JFR 泄漏分析器(JFR leak profiler)是一款方便的工具, 但之前在使用 ZGC 时它一直被禁用。 泄漏分析器实现了自己的堆遍历逻辑, 以在对象图中查找从GC根到给定对象的路径。 在尝试追踪内存泄漏时, 有关此类路径的信息可能非常有用。
泄漏分析器与 ZGC 不兼容的原因有两个。
- 泄漏分析器不符合访问堆上对象指针的规则。 使用 ZGC 时, 从堆中加载的对象指针, 必须通过读屏障(load barrier)之后才能解除引用。
- 泄漏分析器分配了一个 Native 数据结构(标记位图, mark bitmap), 它与堆内存的保留地址空间的大小成正比。 由于 ZGC 的地址空间相对较大, 因此扩缩性不好。
这两个问题都在JDK14中得到了解决, JFR 泄漏分析器现在可以很好地与 ZGC 配合使用。
The ZGC load barriers generated by the C2 Just-In-Time compiler have often been the root cause of bugs in ZGC. The way they were implemented sometimes caused bad interactions with some of C2’s optimization passes, resulting in sub-optimal and even broken code.
In JDK 14 we completely overhauled how C2 generates ZGC load barriers. Now, we’re basically staying out of C2’s sight until very late in the compiler pipeline.
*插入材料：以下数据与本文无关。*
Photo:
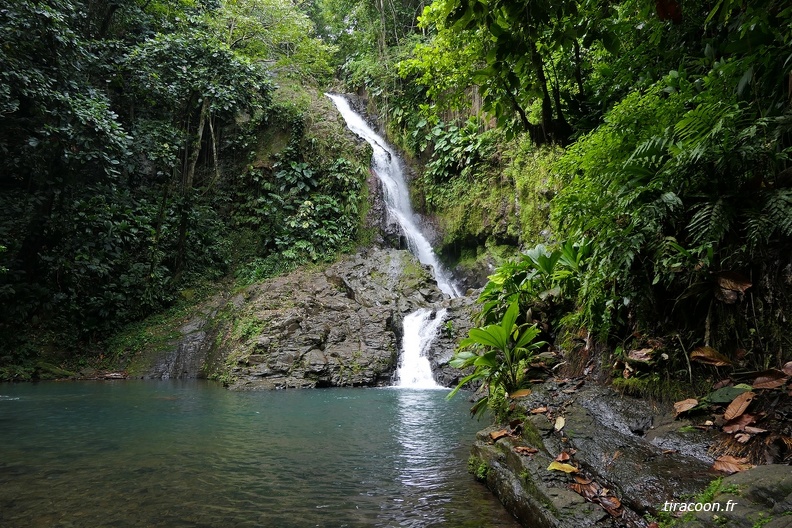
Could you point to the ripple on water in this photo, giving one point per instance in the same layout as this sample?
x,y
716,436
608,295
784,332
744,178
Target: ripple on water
x,y
192,454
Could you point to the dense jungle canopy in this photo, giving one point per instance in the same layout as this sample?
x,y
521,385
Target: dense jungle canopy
x,y
636,151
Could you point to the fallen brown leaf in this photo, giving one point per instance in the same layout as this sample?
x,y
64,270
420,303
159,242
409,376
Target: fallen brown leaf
x,y
497,435
643,355
559,466
685,405
525,450
731,287
729,464
563,456
722,383
787,368
738,405
755,430
709,356
770,379
738,424
560,423
522,393
611,504
588,490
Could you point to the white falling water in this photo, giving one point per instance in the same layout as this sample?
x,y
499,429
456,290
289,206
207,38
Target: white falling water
x,y
420,328
388,168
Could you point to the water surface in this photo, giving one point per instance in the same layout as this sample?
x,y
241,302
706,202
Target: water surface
x,y
193,454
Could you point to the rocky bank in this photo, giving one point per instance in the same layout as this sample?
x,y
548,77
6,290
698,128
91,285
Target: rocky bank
x,y
339,326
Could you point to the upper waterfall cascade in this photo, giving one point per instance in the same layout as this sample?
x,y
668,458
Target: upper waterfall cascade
x,y
388,167
420,328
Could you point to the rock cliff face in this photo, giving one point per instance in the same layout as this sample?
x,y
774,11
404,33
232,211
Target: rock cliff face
x,y
331,328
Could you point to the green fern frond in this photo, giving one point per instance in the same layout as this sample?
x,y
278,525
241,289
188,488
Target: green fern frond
x,y
711,221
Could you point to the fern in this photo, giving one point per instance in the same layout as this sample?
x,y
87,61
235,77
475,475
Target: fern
x,y
711,221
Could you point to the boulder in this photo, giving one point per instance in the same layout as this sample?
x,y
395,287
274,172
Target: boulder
x,y
337,327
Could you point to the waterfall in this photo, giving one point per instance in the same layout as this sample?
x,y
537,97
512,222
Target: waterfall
x,y
420,330
388,167
419,327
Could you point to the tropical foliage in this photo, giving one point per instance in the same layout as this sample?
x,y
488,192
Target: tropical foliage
x,y
139,139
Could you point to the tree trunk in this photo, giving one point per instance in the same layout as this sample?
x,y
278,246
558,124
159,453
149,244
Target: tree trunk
x,y
547,104
187,186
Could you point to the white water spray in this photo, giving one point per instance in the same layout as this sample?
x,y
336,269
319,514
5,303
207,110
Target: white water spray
x,y
420,328
388,167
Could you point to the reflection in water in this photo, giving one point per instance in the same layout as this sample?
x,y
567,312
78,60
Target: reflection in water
x,y
177,454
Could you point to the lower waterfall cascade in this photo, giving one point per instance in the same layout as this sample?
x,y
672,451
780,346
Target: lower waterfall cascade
x,y
420,328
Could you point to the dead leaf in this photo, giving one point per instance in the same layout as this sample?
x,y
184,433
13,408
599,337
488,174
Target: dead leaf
x,y
559,466
497,435
709,356
525,450
685,405
739,405
754,430
585,487
770,379
643,355
611,504
731,287
560,423
738,424
722,383
522,393
729,464
787,368
563,456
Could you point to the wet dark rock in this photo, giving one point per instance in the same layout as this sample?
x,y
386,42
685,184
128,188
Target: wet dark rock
x,y
615,443
311,328
458,321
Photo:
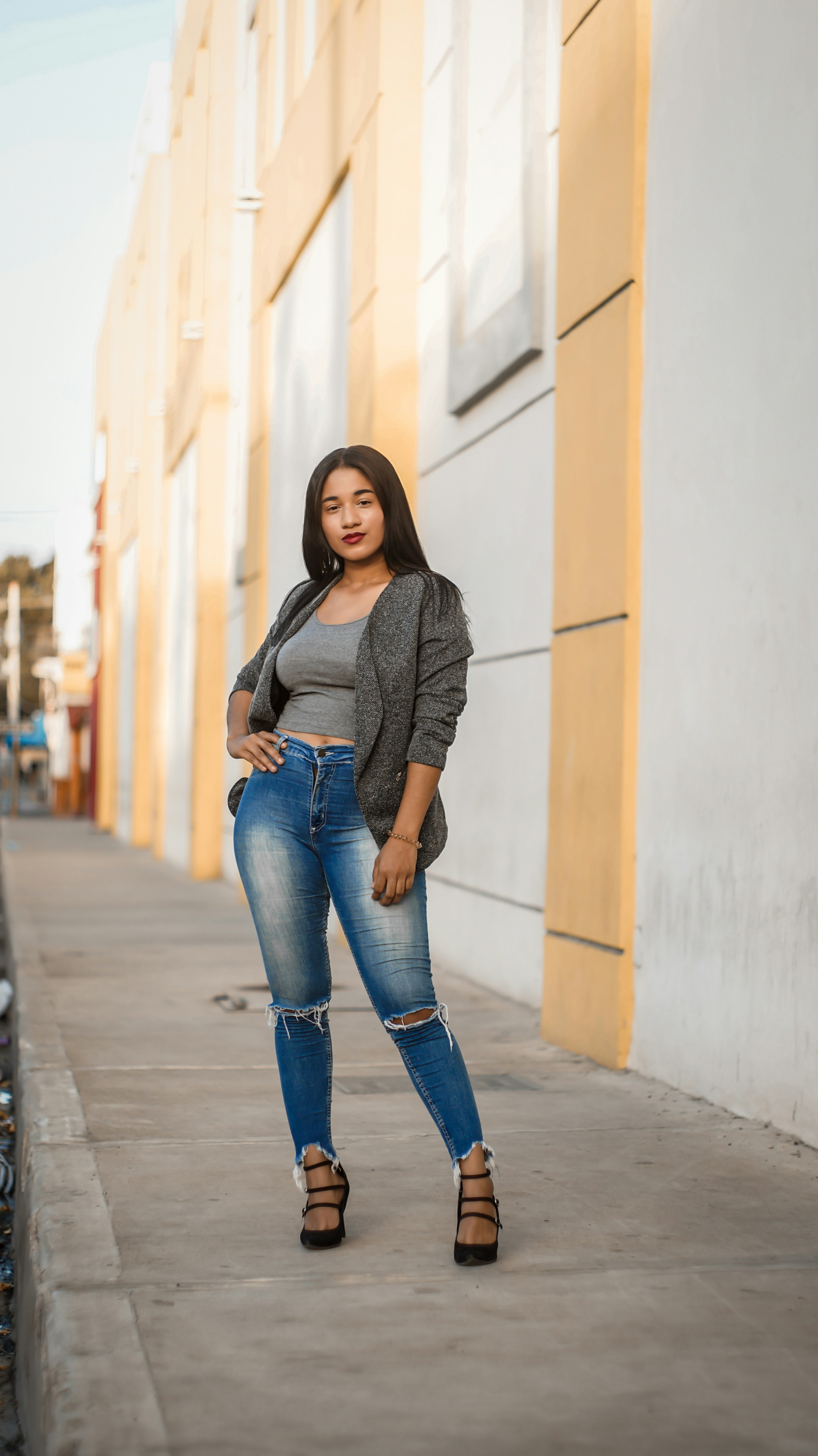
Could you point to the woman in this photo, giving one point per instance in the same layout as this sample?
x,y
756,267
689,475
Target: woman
x,y
345,715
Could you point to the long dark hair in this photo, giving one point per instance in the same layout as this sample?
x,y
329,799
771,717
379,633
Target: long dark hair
x,y
401,542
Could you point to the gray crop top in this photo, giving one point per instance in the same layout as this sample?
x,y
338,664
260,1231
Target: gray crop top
x,y
318,669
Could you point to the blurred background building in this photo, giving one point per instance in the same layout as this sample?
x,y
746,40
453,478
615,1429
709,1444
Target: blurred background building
x,y
557,263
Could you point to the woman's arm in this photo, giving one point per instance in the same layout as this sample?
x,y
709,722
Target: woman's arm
x,y
255,747
394,873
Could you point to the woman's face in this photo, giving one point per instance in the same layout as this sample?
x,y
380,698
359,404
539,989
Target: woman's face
x,y
351,516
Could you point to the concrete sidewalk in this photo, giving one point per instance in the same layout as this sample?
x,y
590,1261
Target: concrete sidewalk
x,y
659,1277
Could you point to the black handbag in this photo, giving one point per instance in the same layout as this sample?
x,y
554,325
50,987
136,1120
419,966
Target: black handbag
x,y
236,794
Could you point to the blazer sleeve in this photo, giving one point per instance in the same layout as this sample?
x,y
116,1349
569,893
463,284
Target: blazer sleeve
x,y
440,692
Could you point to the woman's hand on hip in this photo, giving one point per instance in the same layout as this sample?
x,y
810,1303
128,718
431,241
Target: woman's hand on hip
x,y
394,873
260,749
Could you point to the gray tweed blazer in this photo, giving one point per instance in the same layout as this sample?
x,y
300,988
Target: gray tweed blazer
x,y
410,694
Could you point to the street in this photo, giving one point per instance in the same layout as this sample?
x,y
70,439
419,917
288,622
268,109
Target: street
x,y
659,1275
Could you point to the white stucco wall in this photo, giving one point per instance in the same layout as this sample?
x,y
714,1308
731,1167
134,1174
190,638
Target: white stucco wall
x,y
485,513
727,950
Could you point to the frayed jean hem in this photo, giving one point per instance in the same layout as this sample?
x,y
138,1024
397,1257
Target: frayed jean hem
x,y
299,1170
488,1155
313,1014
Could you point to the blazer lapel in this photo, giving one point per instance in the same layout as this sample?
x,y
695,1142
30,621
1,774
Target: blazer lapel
x,y
369,699
369,702
296,627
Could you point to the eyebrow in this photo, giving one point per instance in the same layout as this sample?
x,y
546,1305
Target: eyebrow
x,y
363,490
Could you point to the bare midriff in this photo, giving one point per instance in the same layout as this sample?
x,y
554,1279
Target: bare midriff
x,y
318,740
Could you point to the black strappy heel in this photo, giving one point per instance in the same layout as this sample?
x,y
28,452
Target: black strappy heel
x,y
325,1238
477,1253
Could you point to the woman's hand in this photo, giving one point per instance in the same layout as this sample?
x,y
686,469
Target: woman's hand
x,y
260,749
394,873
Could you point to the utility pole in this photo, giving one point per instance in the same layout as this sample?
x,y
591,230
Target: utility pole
x,y
14,686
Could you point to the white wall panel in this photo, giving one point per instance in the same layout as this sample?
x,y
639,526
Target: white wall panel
x,y
495,782
487,522
491,943
727,986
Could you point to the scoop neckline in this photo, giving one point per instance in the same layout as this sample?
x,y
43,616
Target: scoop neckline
x,y
340,624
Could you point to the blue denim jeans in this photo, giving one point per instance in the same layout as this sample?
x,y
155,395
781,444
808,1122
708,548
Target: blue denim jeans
x,y
300,841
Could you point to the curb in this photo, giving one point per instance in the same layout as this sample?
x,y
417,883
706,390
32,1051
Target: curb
x,y
84,1381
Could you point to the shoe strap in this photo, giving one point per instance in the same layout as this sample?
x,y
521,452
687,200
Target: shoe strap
x,y
487,1216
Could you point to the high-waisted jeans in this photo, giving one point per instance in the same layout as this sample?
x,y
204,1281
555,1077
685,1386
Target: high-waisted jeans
x,y
300,839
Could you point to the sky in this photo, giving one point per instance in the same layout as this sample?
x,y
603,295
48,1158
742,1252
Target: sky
x,y
72,81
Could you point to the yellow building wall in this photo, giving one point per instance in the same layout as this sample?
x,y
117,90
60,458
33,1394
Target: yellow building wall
x,y
130,410
199,382
357,114
589,962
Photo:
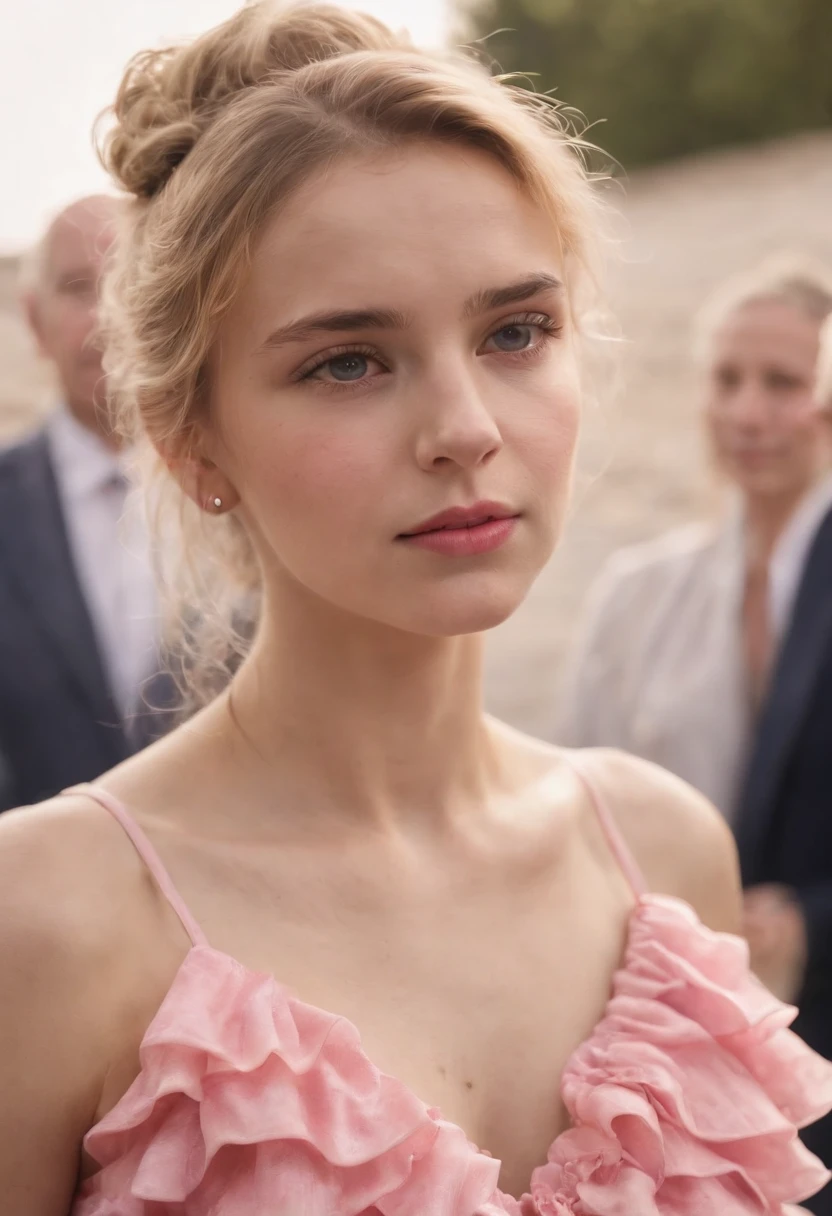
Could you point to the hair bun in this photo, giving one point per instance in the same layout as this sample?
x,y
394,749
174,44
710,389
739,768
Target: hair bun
x,y
169,96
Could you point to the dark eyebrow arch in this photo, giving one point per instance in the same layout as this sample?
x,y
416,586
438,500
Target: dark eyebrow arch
x,y
391,319
336,322
515,293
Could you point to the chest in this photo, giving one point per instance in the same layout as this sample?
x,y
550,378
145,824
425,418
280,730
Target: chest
x,y
471,990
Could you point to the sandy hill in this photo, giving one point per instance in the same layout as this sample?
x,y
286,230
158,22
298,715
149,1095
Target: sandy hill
x,y
642,467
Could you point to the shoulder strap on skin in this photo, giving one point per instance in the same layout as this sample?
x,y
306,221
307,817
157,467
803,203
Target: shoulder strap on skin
x,y
618,846
147,854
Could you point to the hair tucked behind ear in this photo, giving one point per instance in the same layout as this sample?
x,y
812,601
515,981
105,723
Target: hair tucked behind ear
x,y
211,139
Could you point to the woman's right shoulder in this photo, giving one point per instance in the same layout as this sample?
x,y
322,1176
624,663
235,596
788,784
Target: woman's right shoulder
x,y
65,877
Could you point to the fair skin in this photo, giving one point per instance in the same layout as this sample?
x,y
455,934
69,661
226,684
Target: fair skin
x,y
347,818
61,307
773,442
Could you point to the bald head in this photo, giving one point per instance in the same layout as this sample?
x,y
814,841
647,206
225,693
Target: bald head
x,y
61,299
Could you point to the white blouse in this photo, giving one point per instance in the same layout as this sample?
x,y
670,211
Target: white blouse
x,y
659,669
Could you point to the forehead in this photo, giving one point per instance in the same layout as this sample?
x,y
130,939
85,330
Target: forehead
x,y
769,331
420,228
80,237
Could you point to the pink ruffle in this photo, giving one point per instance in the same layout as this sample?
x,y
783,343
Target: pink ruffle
x,y
685,1099
687,1096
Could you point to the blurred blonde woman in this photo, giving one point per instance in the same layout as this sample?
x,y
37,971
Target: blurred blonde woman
x,y
709,651
343,944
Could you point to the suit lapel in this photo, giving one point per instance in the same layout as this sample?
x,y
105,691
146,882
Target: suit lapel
x,y
788,701
38,557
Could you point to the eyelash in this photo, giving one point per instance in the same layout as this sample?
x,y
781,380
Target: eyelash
x,y
549,327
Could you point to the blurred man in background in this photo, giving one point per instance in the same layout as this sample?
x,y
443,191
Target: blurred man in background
x,y
785,815
78,615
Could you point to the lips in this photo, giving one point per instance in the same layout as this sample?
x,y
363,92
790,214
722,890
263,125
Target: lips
x,y
461,518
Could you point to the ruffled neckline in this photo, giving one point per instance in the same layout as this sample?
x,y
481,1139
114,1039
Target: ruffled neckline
x,y
684,1098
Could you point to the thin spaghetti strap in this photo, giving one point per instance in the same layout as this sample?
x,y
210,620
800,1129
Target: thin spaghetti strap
x,y
147,854
617,843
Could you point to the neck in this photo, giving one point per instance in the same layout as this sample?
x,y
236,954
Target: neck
x,y
766,517
363,720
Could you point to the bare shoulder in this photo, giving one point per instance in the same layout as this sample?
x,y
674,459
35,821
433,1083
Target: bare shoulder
x,y
65,958
678,838
63,878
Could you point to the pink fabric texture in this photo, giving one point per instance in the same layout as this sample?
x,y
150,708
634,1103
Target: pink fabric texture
x,y
684,1102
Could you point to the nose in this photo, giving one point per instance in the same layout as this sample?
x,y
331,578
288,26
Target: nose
x,y
747,406
456,427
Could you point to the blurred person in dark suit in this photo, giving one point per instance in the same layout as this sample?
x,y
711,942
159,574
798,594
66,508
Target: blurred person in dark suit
x,y
709,649
785,812
78,613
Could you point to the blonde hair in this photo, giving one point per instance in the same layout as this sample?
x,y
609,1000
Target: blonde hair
x,y
824,372
209,139
783,280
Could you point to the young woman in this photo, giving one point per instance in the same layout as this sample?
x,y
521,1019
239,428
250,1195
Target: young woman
x,y
247,970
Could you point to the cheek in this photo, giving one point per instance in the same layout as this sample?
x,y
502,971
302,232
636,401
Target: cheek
x,y
543,431
299,476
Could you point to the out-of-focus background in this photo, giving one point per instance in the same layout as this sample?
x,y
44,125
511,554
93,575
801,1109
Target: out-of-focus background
x,y
720,117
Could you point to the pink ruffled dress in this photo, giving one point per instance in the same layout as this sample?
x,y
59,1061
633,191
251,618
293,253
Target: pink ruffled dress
x,y
682,1102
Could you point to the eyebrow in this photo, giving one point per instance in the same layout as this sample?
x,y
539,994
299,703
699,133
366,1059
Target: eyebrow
x,y
348,321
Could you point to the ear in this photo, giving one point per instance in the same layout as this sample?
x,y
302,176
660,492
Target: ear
x,y
201,479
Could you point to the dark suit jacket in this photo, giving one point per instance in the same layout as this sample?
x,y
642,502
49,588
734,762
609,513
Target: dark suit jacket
x,y
58,722
785,822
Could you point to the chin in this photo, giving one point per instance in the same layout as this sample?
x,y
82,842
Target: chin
x,y
459,611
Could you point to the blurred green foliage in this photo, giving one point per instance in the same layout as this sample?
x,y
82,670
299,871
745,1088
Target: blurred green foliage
x,y
668,77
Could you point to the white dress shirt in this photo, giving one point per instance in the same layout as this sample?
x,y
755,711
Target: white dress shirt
x,y
661,666
110,545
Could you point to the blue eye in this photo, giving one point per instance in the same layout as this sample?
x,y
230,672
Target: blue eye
x,y
347,367
513,337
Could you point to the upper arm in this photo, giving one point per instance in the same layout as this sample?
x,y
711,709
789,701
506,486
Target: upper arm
x,y
680,842
51,1029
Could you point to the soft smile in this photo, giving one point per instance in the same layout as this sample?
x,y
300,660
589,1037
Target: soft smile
x,y
465,532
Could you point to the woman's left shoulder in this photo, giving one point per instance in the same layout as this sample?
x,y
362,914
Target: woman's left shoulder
x,y
679,840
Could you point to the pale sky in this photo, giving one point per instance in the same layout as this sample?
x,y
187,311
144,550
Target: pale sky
x,y
60,65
I won’t go into all the details here, but this basically means we avoid all interactions with optimization passes and we gain a lot more control over the code generation. For example, we can now easily guarantee that a safepoint-poll instruction can’t be scheduled in-between a load instruction and its associated load barrier, something that was previously hard to control and was the source of many bugs.
This overhaul significantly improved ZGC stability. In fact, it was so successful that this change was immediately backported to JDK 13.0.2 (at the time, the release of JDK 14 was still months away).
ZGC中, 即时编译器C2生成的读屏障, 通常是 ZGC 中产生 bug 的根源。 ZGC的实现方式, 有时会与 C2 的一些优化通道产生不良交互, 从而导致优化不完全, 甚至是有问题的代码。
在 JDK 14 中, 我们彻彻底底过了一遍 C2 生成 ZGC 负载屏障的代码。 现在, 在整个编译和优化过程中, 在编译流水线的最后阶段之前, C2不会受ZGC的干扰。 在这里我不会详细介绍所有细节, 但可以说, ZGC避免了与编译器优化过程的所有交互, 并且还获得了对代码生成的更多控制。 例如, 我们现在可以轻松地保证, 在 load 指令和对应的读屏障(load barrier)之间, 不会安排安全点轮询指令(safepoint-poll instruction), 这在之前是很难控制的, 并且是许多错误的根源。
这次大修, 显著提高了 ZGC 的稳定性。 事实上, 它非常成功, 以至于这个升级立即被移植到了之前的 JDK 13.0.2 版本中(此时距离 JDK 14 的发布还有几个月的时间)。
When the JVM executes a Safepoint (aka Stop-The-World) operation it first brings all Java threads to a stop in a controlled manner (Java threads are stopped at “safe points”, where their execution state is known). Once all threads are stopped, it proceeds to execute the actual Safepoint operation (which can be a GC operation, or something else). Since all Java threads remain stopped until the Safepoint operation completes, keeping that operation short is essential for good application response times.
当 JVM 执行安全点操作时(也称为 Stop-The-World), 首先以一种受控的方式, 暂停所有 Java 线程。 也就是说, Java线程在“安全点”位置停顿, 所以它们的执行状态是已知的, 比如方法栈和各种状态。 确保所有Java线程都进入停顿状态, JVM将继续执行实际的 Safepoint 操作(比如 GC或其他行为)。 因为在 Safepoint 操作完成之前, 所有 Java 线程都保持停顿状态, 啥也干不了, 所以让安全点操作保持精简, 对响应时间敏感的系统而言尤为重要。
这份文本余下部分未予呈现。